4) In voting No to impeachment, Senate Republicans will put the failure of their integrity on the record — not just for this election season, but for all of history. Voters will be presented a clear choice (made much clearer by all those clips).
5) It will be a clear choice if, that is, Democrats don’t look like they too are afraid to stand up when it counts. If they do, they risk endorsing the core of Trumpism: nothing means anything, except power. Furthermore, they risk looking weak, which is as politically costly as it gets.
6) If and when impeachment is voted down in the Senate, yes, of course Trump will claim it as vindication. But he’s claiming vindication now. The Senate’s “vindication” will ring even more hollowly, and hopefully that doleful sound will wake up a few more voters.
But in the end, if voters have had every possible opportunity to see what Trump is and they still choose him again, that will be their democratic choice. We’ll have to accept that he really is what they want. As important as it is to defeat Trump, defending democracy is the reason.

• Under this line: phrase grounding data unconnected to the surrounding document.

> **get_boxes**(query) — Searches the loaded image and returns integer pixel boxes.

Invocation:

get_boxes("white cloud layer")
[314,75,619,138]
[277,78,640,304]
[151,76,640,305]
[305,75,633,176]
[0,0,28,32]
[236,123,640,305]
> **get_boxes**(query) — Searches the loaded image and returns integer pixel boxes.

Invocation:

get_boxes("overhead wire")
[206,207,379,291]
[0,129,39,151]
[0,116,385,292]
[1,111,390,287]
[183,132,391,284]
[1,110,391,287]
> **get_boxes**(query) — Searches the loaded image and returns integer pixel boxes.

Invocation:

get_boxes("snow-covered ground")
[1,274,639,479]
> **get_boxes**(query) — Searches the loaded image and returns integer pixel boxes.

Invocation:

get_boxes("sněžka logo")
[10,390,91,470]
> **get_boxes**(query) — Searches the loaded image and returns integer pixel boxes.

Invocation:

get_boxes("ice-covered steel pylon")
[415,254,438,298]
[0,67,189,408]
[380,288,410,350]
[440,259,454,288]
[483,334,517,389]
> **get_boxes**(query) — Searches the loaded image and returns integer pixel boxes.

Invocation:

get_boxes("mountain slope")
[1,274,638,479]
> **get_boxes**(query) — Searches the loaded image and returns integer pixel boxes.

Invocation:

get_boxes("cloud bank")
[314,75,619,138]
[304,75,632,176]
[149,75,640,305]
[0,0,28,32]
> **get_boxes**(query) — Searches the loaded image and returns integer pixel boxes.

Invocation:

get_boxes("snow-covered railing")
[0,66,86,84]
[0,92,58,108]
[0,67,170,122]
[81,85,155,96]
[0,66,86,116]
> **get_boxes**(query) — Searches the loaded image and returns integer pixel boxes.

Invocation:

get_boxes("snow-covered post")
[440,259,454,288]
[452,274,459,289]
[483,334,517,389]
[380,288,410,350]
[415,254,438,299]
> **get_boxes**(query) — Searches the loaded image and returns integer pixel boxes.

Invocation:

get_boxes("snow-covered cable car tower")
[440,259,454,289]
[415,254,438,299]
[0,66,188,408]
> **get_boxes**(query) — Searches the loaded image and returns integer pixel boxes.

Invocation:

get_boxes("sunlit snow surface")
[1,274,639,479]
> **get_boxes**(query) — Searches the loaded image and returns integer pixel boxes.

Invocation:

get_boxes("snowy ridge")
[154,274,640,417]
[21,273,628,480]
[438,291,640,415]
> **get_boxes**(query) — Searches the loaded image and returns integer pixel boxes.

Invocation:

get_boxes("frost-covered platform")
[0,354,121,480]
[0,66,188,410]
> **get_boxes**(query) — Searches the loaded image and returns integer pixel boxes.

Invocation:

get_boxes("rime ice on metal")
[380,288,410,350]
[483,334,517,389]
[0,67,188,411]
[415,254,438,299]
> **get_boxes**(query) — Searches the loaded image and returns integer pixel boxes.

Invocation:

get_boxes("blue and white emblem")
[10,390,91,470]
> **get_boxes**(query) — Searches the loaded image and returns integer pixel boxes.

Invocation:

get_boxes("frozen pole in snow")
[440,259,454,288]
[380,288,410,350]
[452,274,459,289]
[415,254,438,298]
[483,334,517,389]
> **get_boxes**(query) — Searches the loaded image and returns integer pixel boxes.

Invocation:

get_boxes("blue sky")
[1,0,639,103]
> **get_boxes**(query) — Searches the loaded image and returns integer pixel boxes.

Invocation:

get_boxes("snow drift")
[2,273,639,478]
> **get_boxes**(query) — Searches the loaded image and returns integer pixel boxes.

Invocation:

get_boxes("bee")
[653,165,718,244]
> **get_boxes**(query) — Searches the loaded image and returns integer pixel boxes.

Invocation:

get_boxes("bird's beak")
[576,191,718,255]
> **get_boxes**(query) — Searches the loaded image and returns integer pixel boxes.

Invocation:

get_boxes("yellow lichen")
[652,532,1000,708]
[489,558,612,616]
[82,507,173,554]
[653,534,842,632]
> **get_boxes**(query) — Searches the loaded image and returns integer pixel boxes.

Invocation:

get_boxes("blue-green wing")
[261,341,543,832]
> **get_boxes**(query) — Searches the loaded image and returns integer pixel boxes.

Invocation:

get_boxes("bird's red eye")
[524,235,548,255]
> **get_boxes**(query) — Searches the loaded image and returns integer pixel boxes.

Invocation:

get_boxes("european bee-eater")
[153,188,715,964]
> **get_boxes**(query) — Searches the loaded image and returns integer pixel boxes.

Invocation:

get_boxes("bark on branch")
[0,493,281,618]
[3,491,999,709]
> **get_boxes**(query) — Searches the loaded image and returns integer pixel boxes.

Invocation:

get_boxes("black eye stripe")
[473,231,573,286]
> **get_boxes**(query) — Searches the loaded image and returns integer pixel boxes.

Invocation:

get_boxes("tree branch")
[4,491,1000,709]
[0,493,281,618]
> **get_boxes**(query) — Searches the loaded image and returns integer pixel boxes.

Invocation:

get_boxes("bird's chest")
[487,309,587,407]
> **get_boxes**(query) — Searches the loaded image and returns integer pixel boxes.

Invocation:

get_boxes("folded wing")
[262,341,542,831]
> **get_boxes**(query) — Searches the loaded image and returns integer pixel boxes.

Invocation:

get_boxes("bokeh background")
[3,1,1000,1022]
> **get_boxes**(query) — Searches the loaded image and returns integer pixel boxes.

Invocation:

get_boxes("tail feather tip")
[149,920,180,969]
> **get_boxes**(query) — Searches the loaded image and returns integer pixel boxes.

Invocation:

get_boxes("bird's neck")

Mueller Report: The “Fake News” Was Right

A few inescapable facts staring out of the Mueller report at anyone who still wants to believe in Trump:
(1) The “fake news” was right. Again and again, reporting by the New York Times, Washington Post, Wall Street Journal, CNN, NBC, and the rest is corroborated by contemporaneous records and the testimony of sworn eye-witnesses facing jail time if they lied — the same people who were the supposedly made-up anonymous sources for reporters. The “fake news” about Trump turned out to be as real as it gets.
(2) “Spying” (aka legal, court-ordered surveillance) doesn’t play a role in the report. As Watergate prosecutor Nick Akerman has pointed out, the federal indictments of Russians were full of evidence obtained by (legal) surveillance, but the Mueller report is based on testimony and documents.

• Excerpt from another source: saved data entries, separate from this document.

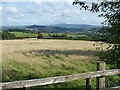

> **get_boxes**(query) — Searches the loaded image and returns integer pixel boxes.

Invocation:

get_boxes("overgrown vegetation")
[73,0,120,68]
[1,31,37,39]
[2,39,105,89]
[2,31,102,41]
[37,33,104,41]
[73,1,120,88]
[1,31,16,40]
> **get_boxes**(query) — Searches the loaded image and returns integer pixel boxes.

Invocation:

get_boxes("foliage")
[1,31,16,40]
[10,32,37,39]
[48,33,67,38]
[37,33,44,39]
[1,31,37,39]
[73,1,120,87]
[73,0,120,69]
[99,45,120,69]
[39,33,101,41]
[105,75,120,87]
[6,29,37,34]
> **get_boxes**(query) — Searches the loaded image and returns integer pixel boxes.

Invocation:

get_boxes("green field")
[10,32,37,38]
[9,32,89,40]
[41,33,89,40]
[67,34,88,38]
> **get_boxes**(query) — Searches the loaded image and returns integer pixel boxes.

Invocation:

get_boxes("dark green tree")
[73,1,120,69]
[73,0,120,87]
[37,32,43,39]
[1,31,16,40]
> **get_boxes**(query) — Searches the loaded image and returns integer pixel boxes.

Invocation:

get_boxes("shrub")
[1,31,16,40]
[37,33,43,39]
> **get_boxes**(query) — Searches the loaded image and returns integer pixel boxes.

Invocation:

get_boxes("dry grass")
[2,38,108,52]
[2,39,108,85]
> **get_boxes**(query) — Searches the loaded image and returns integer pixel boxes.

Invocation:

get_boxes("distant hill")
[26,25,82,33]
[53,23,100,29]
[26,24,101,33]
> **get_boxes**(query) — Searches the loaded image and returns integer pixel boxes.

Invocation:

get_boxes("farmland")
[8,31,89,40]
[2,38,109,88]
[2,31,98,41]
[9,32,37,38]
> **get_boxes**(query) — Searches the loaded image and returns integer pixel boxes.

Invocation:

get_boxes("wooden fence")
[0,62,120,90]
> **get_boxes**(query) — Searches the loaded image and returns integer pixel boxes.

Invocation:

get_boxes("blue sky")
[1,0,105,26]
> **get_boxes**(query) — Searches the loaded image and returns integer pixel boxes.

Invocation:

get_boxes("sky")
[0,0,105,26]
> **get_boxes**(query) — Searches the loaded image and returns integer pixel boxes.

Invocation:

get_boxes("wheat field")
[2,39,108,86]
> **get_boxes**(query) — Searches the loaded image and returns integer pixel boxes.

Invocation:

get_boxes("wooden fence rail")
[1,62,120,90]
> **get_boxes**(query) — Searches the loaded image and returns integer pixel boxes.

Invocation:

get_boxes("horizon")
[2,23,102,27]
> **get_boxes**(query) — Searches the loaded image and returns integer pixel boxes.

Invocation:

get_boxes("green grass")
[40,33,89,41]
[2,38,107,89]
[67,34,88,38]
[32,78,96,89]
[42,33,88,38]
[2,50,98,89]
[2,38,119,89]
[10,32,37,38]
[3,54,97,80]
[9,32,90,40]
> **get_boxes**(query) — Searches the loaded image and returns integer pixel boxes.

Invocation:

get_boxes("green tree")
[73,0,120,87]
[73,0,120,69]
[37,32,43,39]
[1,31,16,40]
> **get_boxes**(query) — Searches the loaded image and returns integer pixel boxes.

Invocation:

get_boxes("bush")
[48,33,67,38]
[1,31,16,40]
[37,33,43,39]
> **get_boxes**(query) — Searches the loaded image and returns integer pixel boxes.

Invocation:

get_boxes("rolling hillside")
[26,24,101,33]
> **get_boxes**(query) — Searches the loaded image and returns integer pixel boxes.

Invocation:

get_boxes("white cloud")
[4,6,25,18]
[66,0,74,5]
[0,0,33,2]
[0,6,2,11]
[34,0,75,3]
[34,0,43,4]
[6,6,18,14]
[5,6,24,18]
[60,8,81,18]
[53,17,57,21]
[13,13,24,18]
[2,2,104,26]
[20,13,24,17]
[1,0,109,3]
[61,10,71,17]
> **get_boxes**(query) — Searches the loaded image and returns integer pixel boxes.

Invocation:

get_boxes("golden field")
[1,39,109,88]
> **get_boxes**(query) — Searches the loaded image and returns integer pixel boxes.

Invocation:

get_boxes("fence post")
[96,62,105,90]
[86,78,91,90]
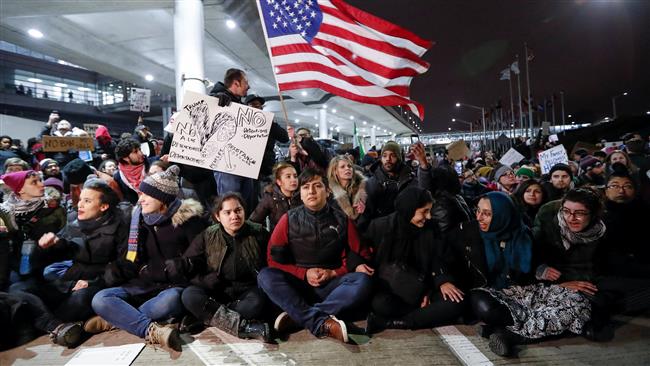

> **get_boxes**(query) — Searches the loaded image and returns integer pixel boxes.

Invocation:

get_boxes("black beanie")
[63,158,94,185]
[548,163,573,178]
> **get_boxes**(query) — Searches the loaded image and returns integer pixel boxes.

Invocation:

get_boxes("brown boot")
[319,316,348,343]
[83,316,114,334]
[145,322,182,352]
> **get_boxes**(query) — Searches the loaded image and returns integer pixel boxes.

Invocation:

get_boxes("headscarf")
[479,191,532,289]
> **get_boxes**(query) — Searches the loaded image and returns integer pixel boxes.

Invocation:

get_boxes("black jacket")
[250,185,301,232]
[601,199,650,278]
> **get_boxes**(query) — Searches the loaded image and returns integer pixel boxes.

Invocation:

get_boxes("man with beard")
[113,139,148,204]
[542,163,573,201]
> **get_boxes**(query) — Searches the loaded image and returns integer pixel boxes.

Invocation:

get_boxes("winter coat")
[329,171,367,221]
[532,200,603,282]
[461,180,490,209]
[167,221,269,298]
[542,181,568,202]
[104,199,208,295]
[45,210,129,286]
[250,185,301,231]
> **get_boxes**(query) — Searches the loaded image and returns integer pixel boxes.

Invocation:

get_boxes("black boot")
[365,312,409,335]
[476,324,495,339]
[179,314,205,334]
[50,322,84,348]
[238,319,271,342]
[582,321,614,342]
[488,328,525,357]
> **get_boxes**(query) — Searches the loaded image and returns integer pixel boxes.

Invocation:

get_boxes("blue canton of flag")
[260,0,323,43]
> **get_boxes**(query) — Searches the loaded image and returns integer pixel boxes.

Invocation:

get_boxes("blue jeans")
[257,267,372,335]
[213,171,256,213]
[43,260,73,281]
[91,287,184,338]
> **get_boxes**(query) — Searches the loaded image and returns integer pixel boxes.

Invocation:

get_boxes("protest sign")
[168,91,274,179]
[541,121,551,136]
[538,144,569,174]
[446,140,470,161]
[129,88,151,112]
[42,136,94,152]
[499,148,524,167]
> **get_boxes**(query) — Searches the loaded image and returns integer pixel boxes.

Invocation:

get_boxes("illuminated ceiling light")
[78,87,91,91]
[331,109,337,113]
[567,114,572,118]
[455,102,461,107]
[27,78,42,83]
[315,123,319,127]
[54,82,67,87]
[226,20,237,29]
[27,29,43,38]
[322,104,327,109]
[301,91,307,96]
[349,116,354,120]
[362,121,367,125]
[145,74,154,82]
[295,118,300,123]
[623,92,628,96]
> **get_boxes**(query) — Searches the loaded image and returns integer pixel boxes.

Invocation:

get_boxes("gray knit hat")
[139,165,180,204]
[381,141,402,162]
[493,165,513,183]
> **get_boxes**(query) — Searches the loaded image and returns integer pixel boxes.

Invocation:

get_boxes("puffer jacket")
[250,185,301,231]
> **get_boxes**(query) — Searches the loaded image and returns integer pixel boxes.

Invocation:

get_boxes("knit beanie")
[580,156,602,172]
[493,165,513,182]
[1,170,34,194]
[44,177,64,193]
[62,159,94,185]
[549,163,573,178]
[515,167,535,179]
[139,165,180,205]
[40,158,58,171]
[381,141,402,162]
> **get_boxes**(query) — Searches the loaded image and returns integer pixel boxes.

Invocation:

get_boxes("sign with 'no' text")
[168,91,274,179]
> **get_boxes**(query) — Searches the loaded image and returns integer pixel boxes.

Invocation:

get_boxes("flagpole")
[508,75,515,138]
[551,93,556,129]
[524,43,534,139]
[515,55,524,138]
[560,91,566,125]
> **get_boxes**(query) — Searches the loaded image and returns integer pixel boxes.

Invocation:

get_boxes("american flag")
[256,0,432,119]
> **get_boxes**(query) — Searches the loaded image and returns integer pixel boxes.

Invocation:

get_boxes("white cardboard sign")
[168,91,273,179]
[129,87,151,112]
[538,144,569,174]
[499,148,525,167]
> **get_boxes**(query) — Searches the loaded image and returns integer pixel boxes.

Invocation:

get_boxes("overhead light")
[331,109,336,113]
[567,114,572,118]
[295,118,300,123]
[78,87,91,91]
[226,20,237,29]
[54,82,67,87]
[27,78,42,83]
[349,116,354,120]
[27,29,43,39]
[322,104,327,109]
[115,93,123,98]
[452,118,456,122]
[646,111,650,115]
[315,123,319,127]
[623,92,628,96]
[145,74,154,82]
[455,102,461,107]
[301,91,307,96]
[448,127,452,131]
[362,121,367,125]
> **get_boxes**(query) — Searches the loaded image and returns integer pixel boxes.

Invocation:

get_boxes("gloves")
[217,93,232,107]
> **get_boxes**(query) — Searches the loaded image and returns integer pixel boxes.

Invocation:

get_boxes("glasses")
[503,171,515,177]
[560,207,590,220]
[476,209,492,219]
[607,184,634,191]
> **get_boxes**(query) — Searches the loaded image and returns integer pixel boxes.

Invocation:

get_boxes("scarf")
[480,192,532,289]
[557,210,606,250]
[0,193,45,229]
[126,198,182,262]
[77,211,113,233]
[118,162,145,193]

(3) The same report that the president claims is a “complete and total” exoneration (BTW can someone explain the difference between “complete” and “total?”) can’t be phony, as the president also claims. Mueller can’t be both “honorable” and a “dirty cop.”
(4) The President of the United States is a fraud: both dishonest and incompetent. The report shows him repeatedly lying, instructing others to lie for him, attempting to commit crimes, and often being saved by how bad he is at it. President Trump is the demagogue the founders warned us about: corrupt and unqualified, possessed only of what Hamilton described as “talents for low intrigue, and the little arts of popularity” (Federalist 68). None of this is surprising to anyone who saw the reality of Trump’s business career as opposed to the reality TV show version — basically, the entire City of New York. But it should be shocking, and disqualifying, when seen in a president.
How TV Has Changed Us: Barr Didn’t Need to Make an Argument, Just a Video Clip
What we saw from Barr yesterday was a deeply cynical exploitation of how television has changed us. Barr wasn’t trying to make an argument — he knew he didn’t have to. Instead, he was just trying to make a video clip.
I doubt if he was worried about anyone exposing the hollowness of his repeated assertions of “No collusion,” echoing those of his client. He had to know discovery was waiting within minutes of anyone reading the document he was about to release. But he could count on most of us not reading.
Instead, we consume video clips, which don’t even open a case before closing it. They sidestep thought altogether and function like incantations: “This is true because it becomes true when we say it.”
So the point of Barr’s appearance was only in the appearance itself, how he looked and sounded: the blandly reassuring mask of the bureaucrat, the measured rhythm and downward cadences, the podium, the suit, and the suits behind him.
The only flaw: one of those other suits, Rosenstein. We couldn’t know what was going through his mind, but we couldn’t escape how he looked: like someone staring into a mirror and discovering nothing there.